Abstract
Developing surfactant formulations for high temperature (100°C), high salinity (>50,000 ppm) and especially high hardness (>2000 ppm) reservoirs is challenging. Alkali-surfactant-polymer processes have been developed in the past, but require a mild brine injection. The objective of this work is to develop a surfactant polymer (SP) process for a high temperature, high salinity (HTHS) reservoir that can be injected with available hard brines (such as seawater) to achieve ultra-low IFT, residual level low. oil saturation and low surfactant retention in carbonate rocks. Phase behaviour experiments were performed to identify a combination of anionic and zwitterionic surfactants.
Four Tertiary chemical core floods were conducted on Indiana limestone cores to test for oil recovery and surfactant retention. A copolymer containing tertiary-butyl acrylamide sulfonate, SAV10xv, was identified to be stable under this HTHS condition. Sodium polyacrylate (NaPA) was identified as a sacrificial chemical to reduce surfactant adsorption. Chemical flooding managed to reduce residual oil saturation to 8-11%. A NaPA prewash reduced surfactant retention from 0.133 mg/g to 0.017–0.038 mg/g rock. Including the NaPA in the chemical slug was not as effective. The use of this surfactant formulation with a sodium polyacrylate prewash can improve oil recovery in high-temperature, high-salinity carbonate reservoirs with very low surfactant retention polymer.
Materials
Laboratory salts, including sodium chloride, calcium chloride dihydrate, magnesium chloride hexahydrate and sodium sulfate, and sodium polyacrylate (NaPA; molecular weight 2100) were purchased at least 99% pure. .5% from Fisher Scientific. The salts were mixed with deionized water to create a synthetic injection of brine. Synthetic injection brine is very similar in composition to real injection brine, except that the bicarbonate has been removed to prevent precipitation under laboratory conditions.

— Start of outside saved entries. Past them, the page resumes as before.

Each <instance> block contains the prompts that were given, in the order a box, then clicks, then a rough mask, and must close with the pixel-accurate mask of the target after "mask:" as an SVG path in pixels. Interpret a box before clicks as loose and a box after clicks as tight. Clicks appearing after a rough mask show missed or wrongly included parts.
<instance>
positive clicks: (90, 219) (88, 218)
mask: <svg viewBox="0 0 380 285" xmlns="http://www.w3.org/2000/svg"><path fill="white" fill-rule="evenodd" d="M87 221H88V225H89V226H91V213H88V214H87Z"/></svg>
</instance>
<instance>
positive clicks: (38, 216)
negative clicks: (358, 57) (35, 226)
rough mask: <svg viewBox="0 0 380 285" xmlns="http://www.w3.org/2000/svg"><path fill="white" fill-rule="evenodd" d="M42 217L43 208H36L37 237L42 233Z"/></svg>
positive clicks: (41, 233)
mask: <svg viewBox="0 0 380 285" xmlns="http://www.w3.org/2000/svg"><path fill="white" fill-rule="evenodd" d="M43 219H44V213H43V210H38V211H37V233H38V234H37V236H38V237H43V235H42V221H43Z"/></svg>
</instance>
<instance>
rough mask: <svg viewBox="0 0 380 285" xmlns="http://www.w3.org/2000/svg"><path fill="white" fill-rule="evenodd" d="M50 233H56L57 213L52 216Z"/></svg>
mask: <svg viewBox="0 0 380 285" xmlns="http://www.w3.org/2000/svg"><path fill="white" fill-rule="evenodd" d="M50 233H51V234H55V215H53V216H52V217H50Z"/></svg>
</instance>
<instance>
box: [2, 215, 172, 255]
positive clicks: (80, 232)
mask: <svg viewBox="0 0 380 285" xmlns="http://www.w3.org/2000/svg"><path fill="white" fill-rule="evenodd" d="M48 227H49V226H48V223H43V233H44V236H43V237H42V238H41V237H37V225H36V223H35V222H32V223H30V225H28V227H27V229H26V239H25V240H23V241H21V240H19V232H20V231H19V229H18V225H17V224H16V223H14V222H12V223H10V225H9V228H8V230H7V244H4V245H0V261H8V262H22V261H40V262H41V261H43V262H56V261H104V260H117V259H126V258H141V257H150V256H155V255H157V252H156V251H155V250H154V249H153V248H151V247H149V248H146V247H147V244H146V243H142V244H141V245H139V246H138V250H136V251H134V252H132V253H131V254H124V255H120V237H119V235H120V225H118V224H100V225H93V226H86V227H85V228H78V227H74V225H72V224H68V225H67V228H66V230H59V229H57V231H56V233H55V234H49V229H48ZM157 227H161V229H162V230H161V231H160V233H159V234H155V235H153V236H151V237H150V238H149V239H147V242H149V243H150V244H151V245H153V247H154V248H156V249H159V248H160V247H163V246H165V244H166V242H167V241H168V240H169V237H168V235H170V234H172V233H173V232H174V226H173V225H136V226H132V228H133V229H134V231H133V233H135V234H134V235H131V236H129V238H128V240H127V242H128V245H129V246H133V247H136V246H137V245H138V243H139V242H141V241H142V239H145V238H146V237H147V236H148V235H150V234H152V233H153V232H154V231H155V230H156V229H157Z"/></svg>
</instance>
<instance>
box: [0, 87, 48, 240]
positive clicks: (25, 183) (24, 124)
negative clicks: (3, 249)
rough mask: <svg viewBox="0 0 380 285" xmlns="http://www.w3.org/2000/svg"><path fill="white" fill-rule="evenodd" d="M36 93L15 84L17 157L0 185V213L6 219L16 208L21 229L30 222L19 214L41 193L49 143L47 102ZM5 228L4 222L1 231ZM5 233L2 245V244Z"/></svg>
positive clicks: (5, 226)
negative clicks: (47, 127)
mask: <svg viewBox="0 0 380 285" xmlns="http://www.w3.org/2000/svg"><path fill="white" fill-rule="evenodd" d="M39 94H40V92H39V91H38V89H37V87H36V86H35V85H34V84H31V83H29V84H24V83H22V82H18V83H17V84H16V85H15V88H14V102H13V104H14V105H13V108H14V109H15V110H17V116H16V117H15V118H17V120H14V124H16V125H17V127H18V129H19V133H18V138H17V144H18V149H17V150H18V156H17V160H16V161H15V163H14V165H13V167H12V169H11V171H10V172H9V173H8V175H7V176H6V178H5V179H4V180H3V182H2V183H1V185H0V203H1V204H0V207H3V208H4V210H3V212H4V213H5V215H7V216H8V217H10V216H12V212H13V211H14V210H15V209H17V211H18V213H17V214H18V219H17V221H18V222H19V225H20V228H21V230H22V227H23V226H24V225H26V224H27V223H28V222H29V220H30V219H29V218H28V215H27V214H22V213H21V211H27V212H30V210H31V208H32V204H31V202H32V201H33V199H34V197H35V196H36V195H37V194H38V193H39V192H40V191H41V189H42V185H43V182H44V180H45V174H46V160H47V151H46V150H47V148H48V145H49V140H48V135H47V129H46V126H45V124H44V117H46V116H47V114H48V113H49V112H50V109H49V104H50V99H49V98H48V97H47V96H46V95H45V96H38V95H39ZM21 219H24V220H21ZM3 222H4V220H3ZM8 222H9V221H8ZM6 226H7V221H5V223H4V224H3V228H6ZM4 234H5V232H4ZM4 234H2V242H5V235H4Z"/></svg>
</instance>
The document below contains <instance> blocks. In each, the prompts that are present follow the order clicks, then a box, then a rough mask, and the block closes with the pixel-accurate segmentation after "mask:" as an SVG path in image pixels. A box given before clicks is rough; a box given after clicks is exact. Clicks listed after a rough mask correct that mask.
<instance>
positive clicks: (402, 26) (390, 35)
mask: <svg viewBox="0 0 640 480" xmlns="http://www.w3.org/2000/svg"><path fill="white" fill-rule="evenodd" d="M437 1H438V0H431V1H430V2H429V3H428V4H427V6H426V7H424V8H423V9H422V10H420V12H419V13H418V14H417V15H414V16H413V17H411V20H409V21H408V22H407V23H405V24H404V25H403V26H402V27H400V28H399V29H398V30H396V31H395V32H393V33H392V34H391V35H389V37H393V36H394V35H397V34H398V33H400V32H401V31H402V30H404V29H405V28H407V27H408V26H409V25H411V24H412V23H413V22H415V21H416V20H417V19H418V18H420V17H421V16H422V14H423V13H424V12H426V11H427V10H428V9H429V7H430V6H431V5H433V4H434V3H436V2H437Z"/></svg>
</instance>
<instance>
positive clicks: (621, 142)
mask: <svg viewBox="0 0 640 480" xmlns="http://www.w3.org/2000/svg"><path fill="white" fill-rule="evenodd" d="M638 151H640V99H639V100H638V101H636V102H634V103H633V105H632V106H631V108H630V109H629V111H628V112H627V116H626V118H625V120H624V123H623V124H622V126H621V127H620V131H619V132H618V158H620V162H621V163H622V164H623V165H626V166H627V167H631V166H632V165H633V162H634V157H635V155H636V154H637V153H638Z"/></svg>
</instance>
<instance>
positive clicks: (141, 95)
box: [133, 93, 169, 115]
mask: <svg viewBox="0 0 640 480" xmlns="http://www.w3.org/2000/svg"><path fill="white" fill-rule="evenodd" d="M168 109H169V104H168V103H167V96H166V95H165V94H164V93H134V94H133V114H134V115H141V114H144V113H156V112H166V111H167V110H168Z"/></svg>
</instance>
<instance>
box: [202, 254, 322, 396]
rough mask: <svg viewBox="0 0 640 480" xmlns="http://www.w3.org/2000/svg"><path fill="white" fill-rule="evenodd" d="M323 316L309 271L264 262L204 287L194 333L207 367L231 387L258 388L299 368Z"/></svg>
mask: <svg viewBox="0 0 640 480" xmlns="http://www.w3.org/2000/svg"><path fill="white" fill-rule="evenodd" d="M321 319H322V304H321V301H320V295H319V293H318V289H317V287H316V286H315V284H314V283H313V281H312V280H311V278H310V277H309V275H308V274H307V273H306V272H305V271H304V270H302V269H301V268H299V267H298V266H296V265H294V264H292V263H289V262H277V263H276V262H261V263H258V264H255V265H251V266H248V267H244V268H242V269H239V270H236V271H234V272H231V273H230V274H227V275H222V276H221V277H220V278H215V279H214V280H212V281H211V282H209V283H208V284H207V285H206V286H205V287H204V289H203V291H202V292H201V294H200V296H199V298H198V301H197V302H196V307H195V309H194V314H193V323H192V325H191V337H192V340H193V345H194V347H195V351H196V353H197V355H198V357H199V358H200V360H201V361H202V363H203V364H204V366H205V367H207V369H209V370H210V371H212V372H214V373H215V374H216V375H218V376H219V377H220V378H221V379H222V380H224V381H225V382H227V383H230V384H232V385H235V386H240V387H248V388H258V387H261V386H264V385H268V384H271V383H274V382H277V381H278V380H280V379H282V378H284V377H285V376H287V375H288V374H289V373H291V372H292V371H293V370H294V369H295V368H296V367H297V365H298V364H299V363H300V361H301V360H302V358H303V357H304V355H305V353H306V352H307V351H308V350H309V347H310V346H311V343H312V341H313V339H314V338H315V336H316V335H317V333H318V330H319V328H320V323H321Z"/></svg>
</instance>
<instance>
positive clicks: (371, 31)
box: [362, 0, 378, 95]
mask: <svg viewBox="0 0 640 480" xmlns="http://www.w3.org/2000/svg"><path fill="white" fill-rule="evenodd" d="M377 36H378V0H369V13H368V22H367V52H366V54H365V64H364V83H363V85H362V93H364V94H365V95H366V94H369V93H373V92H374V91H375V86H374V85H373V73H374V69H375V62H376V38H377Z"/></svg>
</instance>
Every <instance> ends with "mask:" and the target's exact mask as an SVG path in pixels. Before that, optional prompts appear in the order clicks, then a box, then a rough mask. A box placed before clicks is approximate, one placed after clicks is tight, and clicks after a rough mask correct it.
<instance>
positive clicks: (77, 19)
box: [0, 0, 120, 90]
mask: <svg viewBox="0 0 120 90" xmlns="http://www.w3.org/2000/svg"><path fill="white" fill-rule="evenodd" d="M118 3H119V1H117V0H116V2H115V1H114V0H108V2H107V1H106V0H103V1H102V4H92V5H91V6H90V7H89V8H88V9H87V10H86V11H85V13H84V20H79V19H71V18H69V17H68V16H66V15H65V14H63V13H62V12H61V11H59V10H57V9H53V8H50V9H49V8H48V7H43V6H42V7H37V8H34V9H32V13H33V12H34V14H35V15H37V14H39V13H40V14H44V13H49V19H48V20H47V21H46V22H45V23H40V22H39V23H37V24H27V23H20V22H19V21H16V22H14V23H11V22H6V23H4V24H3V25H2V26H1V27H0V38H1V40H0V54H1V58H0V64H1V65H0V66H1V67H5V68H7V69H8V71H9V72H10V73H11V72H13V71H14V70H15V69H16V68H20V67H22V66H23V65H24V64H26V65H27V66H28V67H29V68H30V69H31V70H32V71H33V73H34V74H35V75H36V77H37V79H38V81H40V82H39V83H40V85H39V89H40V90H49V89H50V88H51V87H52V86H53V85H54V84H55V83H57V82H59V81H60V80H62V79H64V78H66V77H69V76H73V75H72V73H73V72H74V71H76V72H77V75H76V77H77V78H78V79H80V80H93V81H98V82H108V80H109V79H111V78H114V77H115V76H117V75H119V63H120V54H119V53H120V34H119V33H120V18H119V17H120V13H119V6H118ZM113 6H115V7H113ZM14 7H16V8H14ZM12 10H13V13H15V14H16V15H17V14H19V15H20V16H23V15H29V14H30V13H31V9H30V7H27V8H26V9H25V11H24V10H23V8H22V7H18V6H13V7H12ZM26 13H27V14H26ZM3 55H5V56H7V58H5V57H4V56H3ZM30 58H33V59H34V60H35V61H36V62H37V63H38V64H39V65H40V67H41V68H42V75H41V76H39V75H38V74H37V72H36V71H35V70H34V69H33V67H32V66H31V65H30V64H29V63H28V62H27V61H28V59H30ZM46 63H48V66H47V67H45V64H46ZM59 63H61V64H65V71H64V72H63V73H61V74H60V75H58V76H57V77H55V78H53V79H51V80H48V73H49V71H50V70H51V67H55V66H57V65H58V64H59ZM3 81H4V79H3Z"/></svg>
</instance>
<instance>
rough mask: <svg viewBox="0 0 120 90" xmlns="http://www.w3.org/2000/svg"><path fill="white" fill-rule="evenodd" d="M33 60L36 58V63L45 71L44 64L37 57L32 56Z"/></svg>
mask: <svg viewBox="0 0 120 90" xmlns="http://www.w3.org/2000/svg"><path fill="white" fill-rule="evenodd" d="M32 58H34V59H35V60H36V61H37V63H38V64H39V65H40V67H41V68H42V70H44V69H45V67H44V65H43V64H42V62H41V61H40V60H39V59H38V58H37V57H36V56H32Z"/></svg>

Phase behaviour experiments
Many SP formulations were tested. Salinity explorations and aqueous stability tests were carried out at 100 °C. If the formulation exhibited undesirable characteristics during the early stages of the test (such as high IFT or macroemulsions with slow equilibration time), then no further data was measured. Formulations SP-1 and SP-2 exhibited ultra-low interfacial tension and Winsor type III phase behaviour.
Discussions
In this work, an ultra-low IFT SP formulation was developed for a high-temperature, high-salinity (and high-hardness) carbonate reservoir. Cumulative oil recovery was 77–83% OOIP (or 72–77% ROIP tertiary recovery) for the SP flood with a NaPA prewash for Indiana limestone cores (Fig. 11). This oil recovery is high considering that Indiana Limestone has a bimodal pore system. Initial oil saturation (about 0.5) and oil recovery by water injection were also low due to the complexity of the pores.
Conclusions
The surfactant polymer formulations were developed for a high temperature (100°C), high salinity (57,000ppm) and especially high hardness (2760ppm) carbonate reservoir producing ultra-low interfacial tension. The inclusion of 0.5% by weight sodium polyacrylate did not change the behaviour of the oil-brine-surfactant phase. A copolymer containing tertiary-butyl acrylamide sulfonate, SAV10xv, was identified to be stable under this HTHS condition.